As #karakfa notes, it looks like it's the leading whitespace which is causing your issues.
Here's a sed oneliner to do the job (that will account for spaces or tabs):
sed -i.bak "s|^[ \t]\+[0-9]\+[ \t]\+||" input.txt
Explanation:
-i edit existing file in place
.bak backup original file and add .bak file extension (can use whatever you like)
s substitute
| separator (easiest character to read as sed separator IMO)

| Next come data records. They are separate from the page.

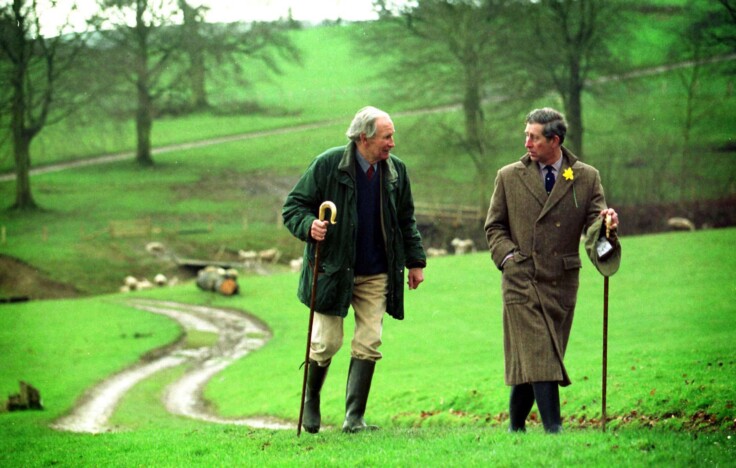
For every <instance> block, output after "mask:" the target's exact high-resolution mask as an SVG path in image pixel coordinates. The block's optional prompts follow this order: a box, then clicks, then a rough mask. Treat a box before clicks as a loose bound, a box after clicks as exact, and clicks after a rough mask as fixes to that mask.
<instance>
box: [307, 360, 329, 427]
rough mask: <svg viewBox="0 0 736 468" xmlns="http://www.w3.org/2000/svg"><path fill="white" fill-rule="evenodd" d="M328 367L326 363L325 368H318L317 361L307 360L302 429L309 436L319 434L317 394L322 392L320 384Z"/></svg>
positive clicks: (318, 420)
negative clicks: (307, 433) (318, 432)
mask: <svg viewBox="0 0 736 468" xmlns="http://www.w3.org/2000/svg"><path fill="white" fill-rule="evenodd" d="M329 367H330V363H329V362H328V363H327V365H326V366H325V367H320V365H319V364H317V361H313V360H311V359H310V360H309V373H308V374H307V391H306V395H304V417H303V419H302V427H303V428H304V430H305V431H307V432H309V433H310V434H316V433H318V432H319V426H320V423H321V421H322V417H321V414H320V411H319V394H320V392H321V391H322V384H324V383H325V377H327V370H328V369H329Z"/></svg>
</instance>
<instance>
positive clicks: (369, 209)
mask: <svg viewBox="0 0 736 468" xmlns="http://www.w3.org/2000/svg"><path fill="white" fill-rule="evenodd" d="M356 166H357V167H356V169H357V170H356V171H355V173H356V175H355V178H356V188H357V192H358V239H357V242H356V249H355V274H356V275H377V274H379V273H386V272H387V271H388V261H387V260H386V246H385V243H384V240H383V232H382V231H381V177H380V173H381V170H380V165H379V169H378V171H377V172H376V173H375V175H374V176H373V178H372V179H371V180H368V176H367V175H366V174H365V172H363V170H362V169H361V167H360V165H359V164H356Z"/></svg>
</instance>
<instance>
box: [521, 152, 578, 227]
mask: <svg viewBox="0 0 736 468" xmlns="http://www.w3.org/2000/svg"><path fill="white" fill-rule="evenodd" d="M561 149H562V166H561V167H560V172H559V176H558V178H557V182H556V183H555V187H554V189H552V192H551V193H550V194H549V195H547V192H545V191H544V187H543V185H542V179H541V178H540V177H539V169H538V167H537V165H536V164H535V163H534V161H532V158H531V157H529V155H528V154H525V155H524V156H522V157H521V160H520V161H521V165H520V166H519V167H518V168H517V169H518V170H519V175H520V176H521V179H522V181H523V183H524V185H525V186H526V188H527V190H529V191H530V192H531V193H532V195H534V198H536V199H537V201H538V202H539V204H540V205H542V206H543V207H544V208H543V209H542V212H541V214H540V215H539V217H540V218H541V217H542V216H544V215H545V214H546V213H547V212H548V211H549V210H550V209H551V208H552V207H553V206H555V205H556V204H557V203H558V202H559V201H560V200H561V199H562V198H563V197H564V196H565V194H566V193H567V192H568V191H570V190H571V189H572V184H573V182H574V178H573V179H572V180H568V179H565V178H564V176H563V175H564V173H565V170H567V169H569V168H572V171H573V177H574V176H575V172H576V171H581V170H582V169H583V168H582V166H581V165H580V164H578V162H579V159H578V157H577V156H575V155H574V154H573V153H571V152H570V151H569V150H568V149H567V148H565V147H564V146H562V147H561Z"/></svg>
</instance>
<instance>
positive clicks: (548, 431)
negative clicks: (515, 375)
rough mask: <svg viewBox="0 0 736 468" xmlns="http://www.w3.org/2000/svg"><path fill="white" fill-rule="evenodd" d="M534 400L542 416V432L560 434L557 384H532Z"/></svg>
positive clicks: (554, 383)
mask: <svg viewBox="0 0 736 468" xmlns="http://www.w3.org/2000/svg"><path fill="white" fill-rule="evenodd" d="M532 386H533V387H534V399H535V400H537V409H538V410H539V414H540V416H542V424H544V430H545V431H546V432H547V433H549V434H557V433H559V432H562V417H561V416H560V387H559V386H558V384H557V382H534V383H532Z"/></svg>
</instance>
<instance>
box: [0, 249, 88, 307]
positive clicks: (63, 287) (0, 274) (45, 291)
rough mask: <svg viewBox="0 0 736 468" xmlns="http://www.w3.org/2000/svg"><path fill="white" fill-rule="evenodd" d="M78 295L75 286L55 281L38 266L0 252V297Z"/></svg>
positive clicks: (28, 297)
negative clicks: (36, 266) (5, 254)
mask: <svg viewBox="0 0 736 468" xmlns="http://www.w3.org/2000/svg"><path fill="white" fill-rule="evenodd" d="M78 295H79V291H77V289H76V288H75V287H74V286H72V285H69V284H64V283H59V282H57V281H54V280H52V279H50V278H49V277H48V276H47V275H46V274H45V273H44V272H42V271H40V270H39V269H38V268H36V267H33V266H31V265H29V264H27V263H25V262H23V261H21V260H18V259H17V258H13V257H9V256H7V255H3V254H0V299H2V300H3V301H13V300H31V299H63V298H69V297H77V296H78Z"/></svg>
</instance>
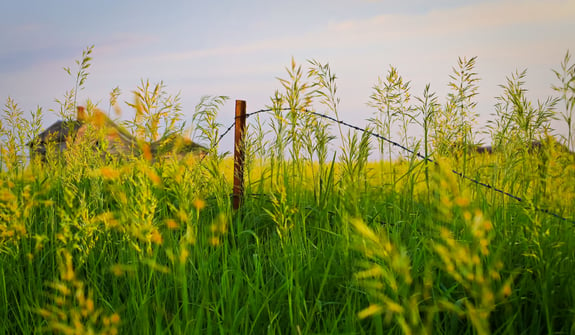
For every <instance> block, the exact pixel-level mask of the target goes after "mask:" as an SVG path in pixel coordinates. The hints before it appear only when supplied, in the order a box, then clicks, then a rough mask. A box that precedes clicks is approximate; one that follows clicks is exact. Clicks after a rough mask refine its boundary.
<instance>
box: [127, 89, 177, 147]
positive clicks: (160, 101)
mask: <svg viewBox="0 0 575 335" xmlns="http://www.w3.org/2000/svg"><path fill="white" fill-rule="evenodd" d="M165 89H166V85H164V83H163V82H159V83H157V84H155V85H150V81H149V80H146V81H144V80H142V81H141V83H140V86H138V88H137V89H136V91H134V99H135V101H134V103H129V102H126V104H128V106H130V107H132V108H134V110H135V111H136V114H135V116H134V119H133V120H132V121H130V122H127V125H128V126H129V127H130V128H132V129H133V130H134V131H135V133H136V136H138V137H140V138H142V139H144V140H146V141H150V142H151V141H156V140H158V139H159V138H163V137H166V136H168V135H169V134H171V133H173V132H176V131H180V130H181V129H180V128H177V126H178V124H179V122H180V121H181V120H182V118H183V114H182V106H181V101H180V94H179V93H178V94H176V95H170V94H168V93H167V92H166V90H165ZM161 123H163V124H161ZM161 130H163V133H162V135H160V131H161Z"/></svg>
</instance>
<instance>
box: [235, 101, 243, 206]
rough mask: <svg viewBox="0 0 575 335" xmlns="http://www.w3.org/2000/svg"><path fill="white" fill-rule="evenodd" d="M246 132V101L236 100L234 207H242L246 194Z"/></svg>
mask: <svg viewBox="0 0 575 335" xmlns="http://www.w3.org/2000/svg"><path fill="white" fill-rule="evenodd" d="M245 134H246V102H245V101H244V100H236V117H235V137H234V191H233V208H234V210H237V209H239V208H240V205H241V203H242V199H243V196H244V160H245V151H244V140H245Z"/></svg>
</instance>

^ start match at start of the line
[ \t] match space or tab
\+ match one or more times (escape required so sed does not interpret '+' literally)
[0-9] match any number 0 - 9
As noted; the input.txt file will be edited in place. The original content of input.txt will be saved as input.txt.bak. Use just -i instead if you don't want a backup of the original file.
Also, if you know that they are definitely leading spaces (not tabs), you could shorten it to this:
sed -i.bak "s|^ \+[0-9]\+[ \t]\+||" input.txt
You can also achieve this with grep:
grep -E -o '[[:digit:]]([[:space:]][[:digit:]]){3}$' input.txt
Which assumes single character digit and space columns. To accommodate a variable number of spaces and digits you can do:
grep -E -o '[[:digit:]]+([[:space:]]+[[:digit:]]+){3}$' input.txt
If your grep supports the -P flag (--perl-regexp) you can do:
grep -P -o '\d+(\s+\d+){3}$' input.txt
And here are a few options if you are using GNU sed:
sed 's/^\s\+\w\+\s\+//' input.txt
sed 's/^\s\+\S\+\s\+//' input.txt
sed 's/^\s\+[0-9]\+\s\+//' input.txt
sed 's/^\s\+[[:digit:]]\+\s\+//' input.txt
Note that the grep regexes are matching the parts that we want to keep while the sed regexes are matching the parts we want to remove.